Il cane si sa, è il migliore amico dell’uomo. Ma ciò che non tutti sanno, forse, è che i cuccioli di fido sono capaci di “curare”, anche meglio degli umani. Soprattutto quando parliamo di risvegliare i sentimenti e stimolare l’attività fisica, anche negli anziani con demenza grave. Lo dimostra uno studio pilota sulla pet therapy
realizzato nel Centro Diurno Alzheimer Amaducci di Sesto Fiorentino (Firenze) da un’equipe universitaria in collaborazione con gli esperti dell’associazione Antropozoa.
Condotto dall’Unità di Ricerca in Medicina dell’Invecchiamento dell’università di Firenze insieme a Francesca Mugnai, presidente dell’associazione Antropozoa e responsabile all’ospedale pediatrico Meyer del progetto Pet therapy, la ricerca è stata pubblicata dalla rivista scientifica International Psychogeriatrics.

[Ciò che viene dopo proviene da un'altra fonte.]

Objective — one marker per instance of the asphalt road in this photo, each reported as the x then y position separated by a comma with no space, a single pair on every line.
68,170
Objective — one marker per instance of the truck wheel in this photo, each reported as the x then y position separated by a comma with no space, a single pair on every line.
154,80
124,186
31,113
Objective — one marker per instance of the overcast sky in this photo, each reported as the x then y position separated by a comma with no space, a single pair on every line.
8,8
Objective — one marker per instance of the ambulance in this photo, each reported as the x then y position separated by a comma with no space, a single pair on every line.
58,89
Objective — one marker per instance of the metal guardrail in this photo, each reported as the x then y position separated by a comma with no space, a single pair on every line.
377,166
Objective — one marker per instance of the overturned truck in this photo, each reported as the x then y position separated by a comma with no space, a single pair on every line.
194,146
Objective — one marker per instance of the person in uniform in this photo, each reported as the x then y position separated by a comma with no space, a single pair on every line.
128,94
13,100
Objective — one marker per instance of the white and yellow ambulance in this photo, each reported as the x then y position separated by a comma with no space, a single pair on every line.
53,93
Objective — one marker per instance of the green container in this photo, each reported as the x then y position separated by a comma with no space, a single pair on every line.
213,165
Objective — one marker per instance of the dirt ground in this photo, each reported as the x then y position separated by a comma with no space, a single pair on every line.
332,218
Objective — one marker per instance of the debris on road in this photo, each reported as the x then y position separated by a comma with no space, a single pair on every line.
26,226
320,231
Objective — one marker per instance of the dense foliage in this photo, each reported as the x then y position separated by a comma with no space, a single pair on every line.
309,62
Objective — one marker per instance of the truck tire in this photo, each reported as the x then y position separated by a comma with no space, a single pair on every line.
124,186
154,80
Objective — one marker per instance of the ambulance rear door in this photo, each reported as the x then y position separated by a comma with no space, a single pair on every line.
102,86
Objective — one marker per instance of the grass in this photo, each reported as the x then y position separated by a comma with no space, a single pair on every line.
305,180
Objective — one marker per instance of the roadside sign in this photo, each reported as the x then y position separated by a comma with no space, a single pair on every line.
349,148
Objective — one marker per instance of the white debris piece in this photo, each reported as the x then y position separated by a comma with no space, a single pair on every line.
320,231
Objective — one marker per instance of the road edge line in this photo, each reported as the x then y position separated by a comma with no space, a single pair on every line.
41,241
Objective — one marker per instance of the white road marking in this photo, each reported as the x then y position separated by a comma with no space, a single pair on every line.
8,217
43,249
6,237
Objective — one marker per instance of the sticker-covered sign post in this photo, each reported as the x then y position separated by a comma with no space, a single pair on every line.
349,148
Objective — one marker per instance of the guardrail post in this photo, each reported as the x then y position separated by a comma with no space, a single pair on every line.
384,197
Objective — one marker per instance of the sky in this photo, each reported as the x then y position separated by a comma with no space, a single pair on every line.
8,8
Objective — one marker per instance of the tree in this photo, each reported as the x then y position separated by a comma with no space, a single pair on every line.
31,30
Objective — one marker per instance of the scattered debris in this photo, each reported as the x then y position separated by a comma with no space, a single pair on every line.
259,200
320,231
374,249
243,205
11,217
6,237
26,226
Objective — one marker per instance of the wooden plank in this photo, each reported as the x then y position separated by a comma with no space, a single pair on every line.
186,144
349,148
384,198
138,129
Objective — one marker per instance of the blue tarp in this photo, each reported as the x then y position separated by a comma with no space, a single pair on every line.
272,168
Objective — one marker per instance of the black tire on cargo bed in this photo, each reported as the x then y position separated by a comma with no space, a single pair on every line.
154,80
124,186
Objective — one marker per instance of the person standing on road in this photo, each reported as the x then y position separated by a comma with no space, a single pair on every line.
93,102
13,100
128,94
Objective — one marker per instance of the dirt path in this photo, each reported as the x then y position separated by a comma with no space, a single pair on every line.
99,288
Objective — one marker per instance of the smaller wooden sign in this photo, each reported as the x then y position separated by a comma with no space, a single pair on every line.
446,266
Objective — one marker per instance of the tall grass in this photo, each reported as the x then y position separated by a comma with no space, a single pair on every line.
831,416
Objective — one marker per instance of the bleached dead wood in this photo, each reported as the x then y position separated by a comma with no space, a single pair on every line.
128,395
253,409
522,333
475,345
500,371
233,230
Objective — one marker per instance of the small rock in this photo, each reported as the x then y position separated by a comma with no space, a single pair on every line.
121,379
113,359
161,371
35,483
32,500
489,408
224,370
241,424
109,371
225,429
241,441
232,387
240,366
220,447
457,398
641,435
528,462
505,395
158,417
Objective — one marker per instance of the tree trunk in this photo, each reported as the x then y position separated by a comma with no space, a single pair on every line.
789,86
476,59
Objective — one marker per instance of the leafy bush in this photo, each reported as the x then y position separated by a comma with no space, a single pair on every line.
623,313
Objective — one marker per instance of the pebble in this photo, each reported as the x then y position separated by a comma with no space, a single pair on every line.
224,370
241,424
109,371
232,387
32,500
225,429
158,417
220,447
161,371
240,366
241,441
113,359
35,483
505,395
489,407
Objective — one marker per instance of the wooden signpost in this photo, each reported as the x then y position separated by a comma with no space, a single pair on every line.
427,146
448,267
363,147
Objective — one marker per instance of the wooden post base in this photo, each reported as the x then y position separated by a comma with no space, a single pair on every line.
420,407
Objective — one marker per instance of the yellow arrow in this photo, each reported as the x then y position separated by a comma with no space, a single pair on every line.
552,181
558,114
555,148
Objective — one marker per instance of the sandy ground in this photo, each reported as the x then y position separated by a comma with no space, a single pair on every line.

Due i cuccioli protagonisti: Muffin, un barboncino di tre anni, e Gynni, una golden di sette. Dieci invece i malati, tutti ultrasessantenni afflitti da demenza grave. Lo studio è stato condotto in due fasi: Mugnai ha prima sottoposto i pazienti per tre settimane ad attività con l’aiuto di peluche, poi ha sostituito i peluche con i due cani sempre per un periodo di tre settimane. Ciò che non è accaduto nella prima fase si è invece verificato nella seconda: ovvero, il contatto con Muffin e Gynni ha ridotto le manifestazioni di ansia e di tristezza, mentre ha aumentato in modo evidente quelle di piacere e interesse, sentimenti che in questa categoria di pazienti sono decisivi indicatori di qualità della vita. Nel corso della seduta i malati sono usciti anche dall’immobilità con un significativo risveglio delle attività motorie. Ma ciò che ha dato particolare valore al test è che le positive variazioni di umore e di comportamento sono state osservate anche successivamente a distanza di ore. La conclusione è che la pet therapy può ravvivare i meccanismi cerebrali dell’attenzione, stimola il coordinamento psicomotorio, riaccende motivazioni, aiuta a relazionarsi.